= A Subway Named Mobius =

1950 short story by Armin Joseph Deutsch

"A Subway Named Mobius" is a 1950 science fiction short story by American astronomer Armin Joseph Deutsch. Originally published in Astounding Science Fiction, it imagines the results of increasing the complexity of the Boston MTA system (now the MBTA) with a new interconnection. It has been collected in anthologies since its original publication, and was nominated for a Retro Hugo Award in 2001, placing fourth in the final vote.

==Plot==
Shortly after the opening of a new track known as the Boylston Shuttle, Boston MTA train No. 86 goes missing. Whyte, the manager of the system, cannot explain its disappearance nor account for the fact that the system acts as though it was still there, drawing power and causing signals to operate automatically, sometimes miles apart.

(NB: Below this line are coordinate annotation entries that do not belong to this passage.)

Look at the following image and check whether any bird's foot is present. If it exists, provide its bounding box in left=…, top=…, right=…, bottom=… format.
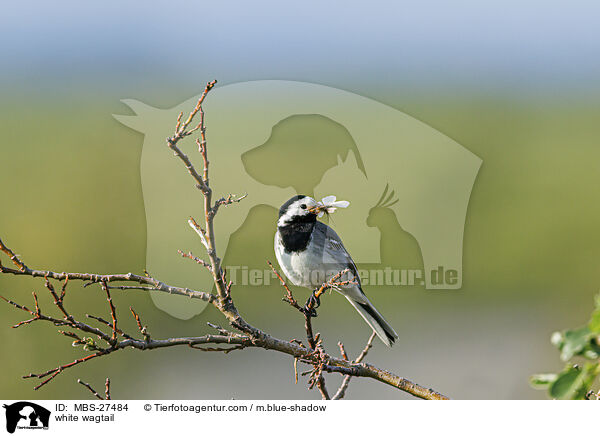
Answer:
left=304, top=291, right=321, bottom=318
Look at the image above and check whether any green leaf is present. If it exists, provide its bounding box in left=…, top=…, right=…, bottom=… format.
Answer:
left=529, top=374, right=558, bottom=389
left=548, top=363, right=598, bottom=400
left=548, top=367, right=581, bottom=400
left=560, top=326, right=591, bottom=361
left=588, top=309, right=600, bottom=333
left=550, top=332, right=565, bottom=350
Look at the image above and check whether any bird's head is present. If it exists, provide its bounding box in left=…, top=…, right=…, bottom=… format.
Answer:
left=277, top=195, right=350, bottom=227
left=277, top=195, right=325, bottom=227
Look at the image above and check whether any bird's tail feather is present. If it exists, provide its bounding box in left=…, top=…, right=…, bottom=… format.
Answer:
left=346, top=296, right=398, bottom=347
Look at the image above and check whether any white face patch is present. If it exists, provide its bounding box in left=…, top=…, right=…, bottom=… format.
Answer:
left=277, top=197, right=319, bottom=227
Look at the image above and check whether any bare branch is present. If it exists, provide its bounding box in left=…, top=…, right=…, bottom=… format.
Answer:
left=332, top=332, right=376, bottom=400
left=77, top=378, right=108, bottom=400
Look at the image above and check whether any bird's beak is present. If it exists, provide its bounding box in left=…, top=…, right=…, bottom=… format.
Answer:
left=308, top=204, right=327, bottom=215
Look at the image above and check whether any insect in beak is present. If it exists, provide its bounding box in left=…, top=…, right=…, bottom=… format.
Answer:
left=308, top=204, right=329, bottom=215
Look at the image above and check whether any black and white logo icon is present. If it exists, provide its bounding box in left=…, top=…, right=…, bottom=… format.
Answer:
left=3, top=401, right=50, bottom=433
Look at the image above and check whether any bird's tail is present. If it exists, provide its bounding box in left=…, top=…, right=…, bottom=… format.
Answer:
left=346, top=296, right=398, bottom=347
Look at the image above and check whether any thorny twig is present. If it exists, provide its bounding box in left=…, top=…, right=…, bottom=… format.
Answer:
left=0, top=81, right=447, bottom=399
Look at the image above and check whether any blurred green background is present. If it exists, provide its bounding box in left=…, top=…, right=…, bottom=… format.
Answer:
left=0, top=2, right=600, bottom=399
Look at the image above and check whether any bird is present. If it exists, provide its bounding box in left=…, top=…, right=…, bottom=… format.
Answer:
left=274, top=195, right=398, bottom=347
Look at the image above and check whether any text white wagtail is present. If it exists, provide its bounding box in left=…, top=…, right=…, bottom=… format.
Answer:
left=275, top=195, right=398, bottom=347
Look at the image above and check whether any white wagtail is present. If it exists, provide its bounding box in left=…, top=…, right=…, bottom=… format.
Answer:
left=275, top=195, right=398, bottom=347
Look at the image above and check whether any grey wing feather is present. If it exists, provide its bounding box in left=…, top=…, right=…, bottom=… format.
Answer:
left=313, top=221, right=364, bottom=294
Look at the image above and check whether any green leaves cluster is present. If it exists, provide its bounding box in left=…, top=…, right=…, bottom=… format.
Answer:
left=530, top=294, right=600, bottom=400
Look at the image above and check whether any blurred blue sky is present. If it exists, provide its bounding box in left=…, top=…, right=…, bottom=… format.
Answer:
left=0, top=0, right=600, bottom=94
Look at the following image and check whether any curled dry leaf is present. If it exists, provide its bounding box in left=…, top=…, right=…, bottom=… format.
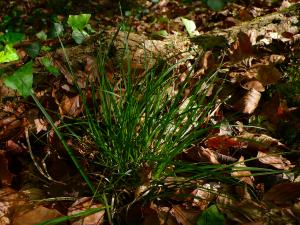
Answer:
left=217, top=198, right=266, bottom=224
left=0, top=150, right=13, bottom=186
left=12, top=205, right=66, bottom=225
left=242, top=80, right=265, bottom=92
left=230, top=32, right=253, bottom=62
left=263, top=182, right=300, bottom=206
left=68, top=197, right=105, bottom=225
left=59, top=95, right=83, bottom=117
left=256, top=64, right=281, bottom=86
left=171, top=205, right=200, bottom=225
left=236, top=132, right=286, bottom=152
left=234, top=88, right=261, bottom=114
left=0, top=188, right=27, bottom=225
left=231, top=156, right=254, bottom=187
left=270, top=54, right=285, bottom=64
left=257, top=151, right=294, bottom=170
left=34, top=118, right=47, bottom=134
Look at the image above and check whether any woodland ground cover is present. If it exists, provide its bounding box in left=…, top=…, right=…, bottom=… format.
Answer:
left=0, top=0, right=300, bottom=225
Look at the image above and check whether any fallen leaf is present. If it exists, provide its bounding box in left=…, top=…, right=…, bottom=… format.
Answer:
left=231, top=156, right=254, bottom=187
left=256, top=64, right=281, bottom=86
left=34, top=118, right=47, bottom=134
left=234, top=88, right=261, bottom=114
left=68, top=197, right=105, bottom=225
left=263, top=182, right=300, bottom=206
left=0, top=150, right=14, bottom=186
left=242, top=80, right=265, bottom=92
left=257, top=151, right=294, bottom=170
left=230, top=32, right=253, bottom=62
left=171, top=205, right=200, bottom=225
left=59, top=95, right=83, bottom=117
left=236, top=132, right=286, bottom=152
left=12, top=205, right=66, bottom=225
left=0, top=187, right=27, bottom=225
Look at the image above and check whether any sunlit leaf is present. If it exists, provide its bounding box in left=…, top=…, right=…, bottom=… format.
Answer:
left=67, top=14, right=91, bottom=31
left=51, top=23, right=64, bottom=37
left=0, top=32, right=25, bottom=45
left=72, top=29, right=89, bottom=44
left=197, top=205, right=225, bottom=225
left=4, top=61, right=33, bottom=97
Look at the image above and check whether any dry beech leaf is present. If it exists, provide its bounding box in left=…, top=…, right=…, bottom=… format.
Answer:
left=217, top=199, right=265, bottom=224
left=257, top=151, right=294, bottom=170
left=34, top=118, right=47, bottom=134
left=200, top=51, right=216, bottom=71
left=59, top=95, right=83, bottom=117
left=0, top=188, right=27, bottom=225
left=12, top=206, right=66, bottom=225
left=231, top=156, right=254, bottom=187
left=236, top=132, right=286, bottom=151
left=235, top=88, right=261, bottom=114
left=256, top=64, right=281, bottom=86
left=270, top=54, right=285, bottom=64
left=205, top=135, right=243, bottom=153
left=230, top=32, right=253, bottom=61
left=152, top=205, right=178, bottom=225
left=0, top=150, right=14, bottom=186
left=171, top=205, right=200, bottom=225
left=242, top=80, right=265, bottom=92
left=263, top=182, right=300, bottom=206
left=198, top=147, right=220, bottom=164
left=141, top=203, right=162, bottom=225
left=68, top=197, right=105, bottom=225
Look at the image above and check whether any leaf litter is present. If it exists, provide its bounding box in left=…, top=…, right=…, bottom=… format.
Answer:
left=0, top=0, right=300, bottom=225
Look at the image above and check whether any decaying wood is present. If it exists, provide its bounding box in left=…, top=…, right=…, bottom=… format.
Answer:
left=44, top=3, right=300, bottom=67
left=1, top=3, right=300, bottom=73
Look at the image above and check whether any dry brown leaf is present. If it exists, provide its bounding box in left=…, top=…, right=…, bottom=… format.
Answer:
left=141, top=203, right=162, bottom=225
left=0, top=188, right=27, bottom=225
left=270, top=54, right=285, bottom=64
left=34, top=118, right=47, bottom=134
left=68, top=197, right=105, bottom=225
left=231, top=156, right=254, bottom=187
left=242, top=80, right=265, bottom=92
left=236, top=132, right=286, bottom=152
left=230, top=32, right=253, bottom=62
left=59, top=95, right=83, bottom=117
left=0, top=150, right=14, bottom=186
left=257, top=151, right=294, bottom=170
left=12, top=206, right=66, bottom=225
left=256, top=64, right=281, bottom=86
left=217, top=199, right=266, bottom=224
left=171, top=205, right=201, bottom=225
left=263, top=182, right=300, bottom=206
left=200, top=51, right=216, bottom=71
left=198, top=147, right=220, bottom=164
left=234, top=88, right=261, bottom=114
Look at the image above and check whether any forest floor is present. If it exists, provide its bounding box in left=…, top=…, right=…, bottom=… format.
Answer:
left=0, top=0, right=300, bottom=225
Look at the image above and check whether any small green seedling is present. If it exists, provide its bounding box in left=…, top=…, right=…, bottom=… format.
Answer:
left=67, top=14, right=94, bottom=44
left=4, top=61, right=33, bottom=97
left=0, top=32, right=24, bottom=63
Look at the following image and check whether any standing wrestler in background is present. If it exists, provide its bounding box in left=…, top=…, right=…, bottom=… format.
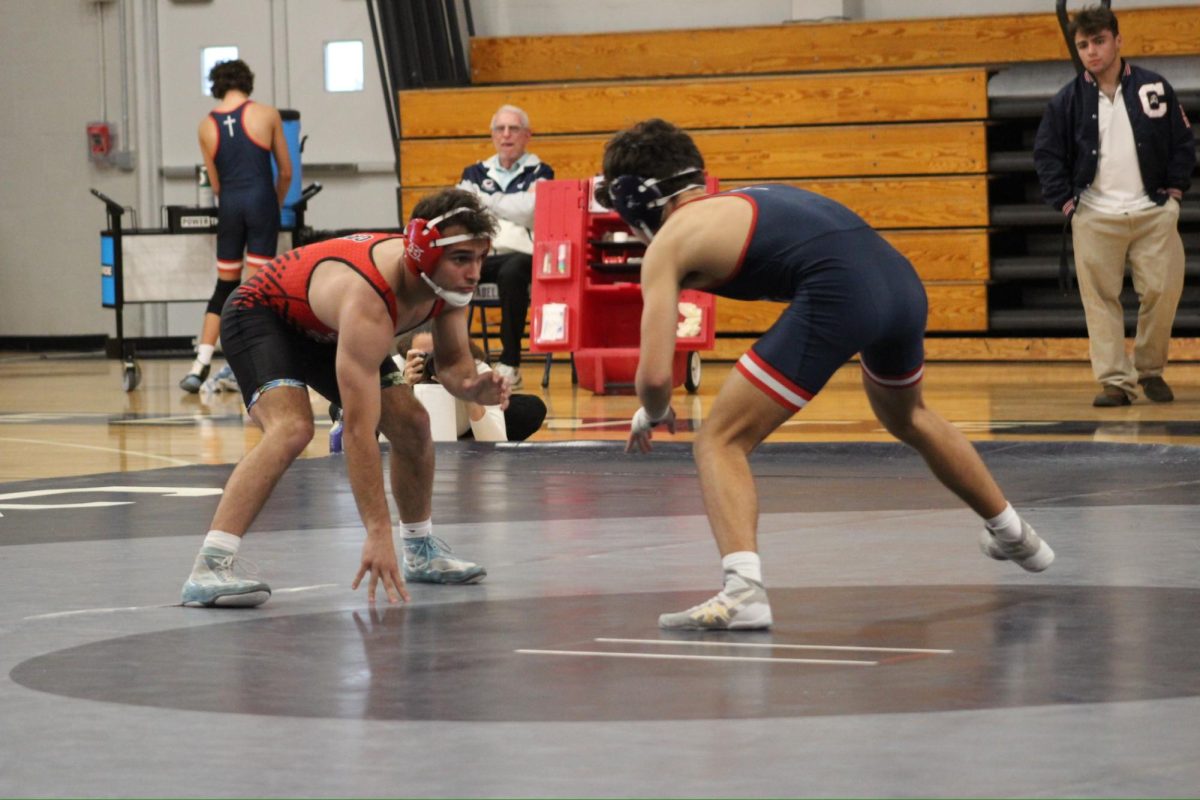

It falls to mathematician Professor Roger Tupelo of Harvard to attempt an explanation. Though not a topologist himself, he believes that the new shuttle connection caused the topological complexity of the system to increase to the point where the connectivity became infinite. The train is now running in an extra dimension of space and time. Unfortunately the one mathematician who might understand the problem, Prof. Turnbull of MIT, cannot be located and was almost certainly on the train when it vanished.

Attempts to find the train are futile. Tupelo warns that closing the new shuttle will prevent the train from ever reappearing. Ten weeks pass by. Famous topologists are brought in to analyze the problem, but only manage to disagree with each other. The city prepares to defend multiple lawsuits and deal with investigations by the Federal government.

One day, after cautiously resuming using the MTA himself, Tupelo realizes he is on the missing train and that no time has passed for the passengers. Stopping the train in a tunnel, he tells the driver to get him to a phone so he can contact Whyte. However it is too late. Another train has already vanished.

==Publication history==
"A Subway Named Mobius" first appeared in Astounding Science Fiction in December 1950. It was first anthologized in 1952, and was republished as "Non-Stop" in Argosy in the UK in 1953. In 2001 it was nominated for a Retro Hugo Award, placing 4th.

==Topology==

The story's title refers to the Möbius strip, and the story also mentions a Klein bottle.

==Adaptations==
The story was the basis of the 1996 Argentine film Moebius, with the setting changed to Buenos Aires.